İSTİNAF BAŞVURUSU: Davacı vekilinin vekaletname ibraz ederek süresinde ibraz ettiği istinaf dilekçesinde; delil dilekçesi ve delillerine ilişkin evrakları 01/10/2019 tarihinde muhabere ile sunduklarını, bu evrakların dosyaya girmediğini ve incelenmeden delilleri toplanmadan karar verildiğini, kararın gerekçesinin kısa ve yetersiz olduğunu, müvekkilinin ödemesini gösteren makbuzları … Bankası’ndan aldıklarını, davalının Whatsapp üzerinden verdiği talimat üzerine … Ticaret Ltd. Şti. Hesabına parça parça gönderdiklerini, havale makbuzlarının 07/09/2017 tarihli 1.000,00 TL, 16/08/2017 tarihli 1.150,00 TL, 15/07/2017 tarihli 2.000,00 TL, 14/10/2016 tarihli 1.000,00 TL, 28/09/2016 tarihli 1.000,00 TL ve 16/09/2016 tarihli 4.000,00 TL olmak üzere toplam 10.150,00 TL olduğunu, arabulucu tutanağında davalıya ait olduğu beyan edilen … numaralı telefon üzerinden haberleştiklerini, mahkeme gerekçesinde banka makbuzlarındaki ödemelerin ne için yapıldığının belli olmadığını belirtmekle birlikte Whatsapp yazışmalarında davalı tarafın talimatı ile … Ltd.Şti’ne ödeme yapıldığını ispatladıklarını beyanla, mahkeme kararının kaldırılarak, davanın kabulüne karar verilmesini talep etmiştir.
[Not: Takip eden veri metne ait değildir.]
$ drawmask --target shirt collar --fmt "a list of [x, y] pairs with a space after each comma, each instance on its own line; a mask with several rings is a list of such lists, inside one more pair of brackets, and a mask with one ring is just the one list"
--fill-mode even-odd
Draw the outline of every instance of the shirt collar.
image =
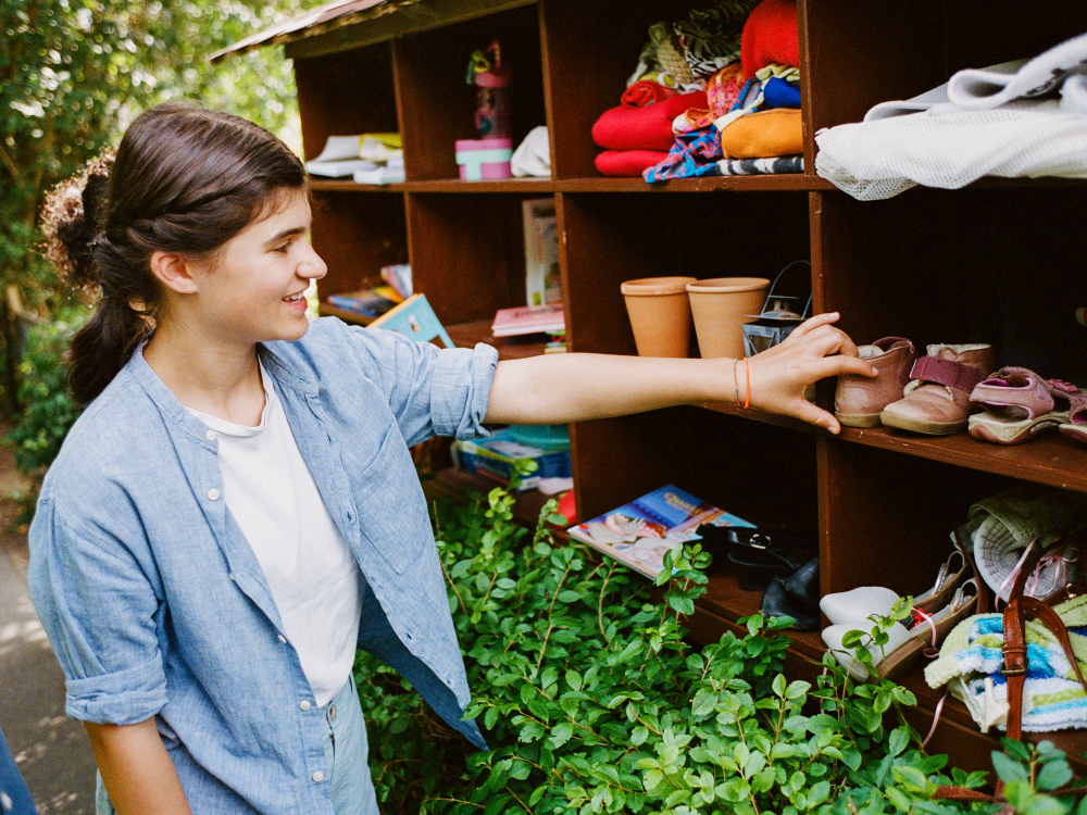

Davalı vekilinin istinaf dilekçesine cevabında; icra takibinin 30/08/2016 ve 30/06/2017 vade tarihli iki adet bonoya dayandığını, senetle ispat kuralı gereği, ödemelerin karşılığında senedin teslim alınmasının hayatın olağan akışından beklenen hareket olduğunu, ticari faaliyetlerle uğraşan basiretli tacirin, senet karşılığında ödeme yapılırken senedin teslimini veya banka hizmetleri ile ödeme yapılacaksa bunun belirtilmesi gerektiğini bileceğini, davacı tarafla şahsen ve yetkilisi olduğu şirket arasında senet ödemesinin dışında alacak vereceklerin olmasının normal karşılanan bir durum olduğunu, davacının delil olarak nitelendirdiği, “ekran görüntüsü” diye tabir edilen görüntüleme sistemi ile sunduğu delillerin “photoshop” ve benzeri uygulamalar ve tekniklerle üzerinde oynanmaya ve değiştirilmeye müsait olduğunu, uyuşmazlık için delil niteliğine haiz olmadıklarını beyanla başvurunun esastan reddini talep etmiştir.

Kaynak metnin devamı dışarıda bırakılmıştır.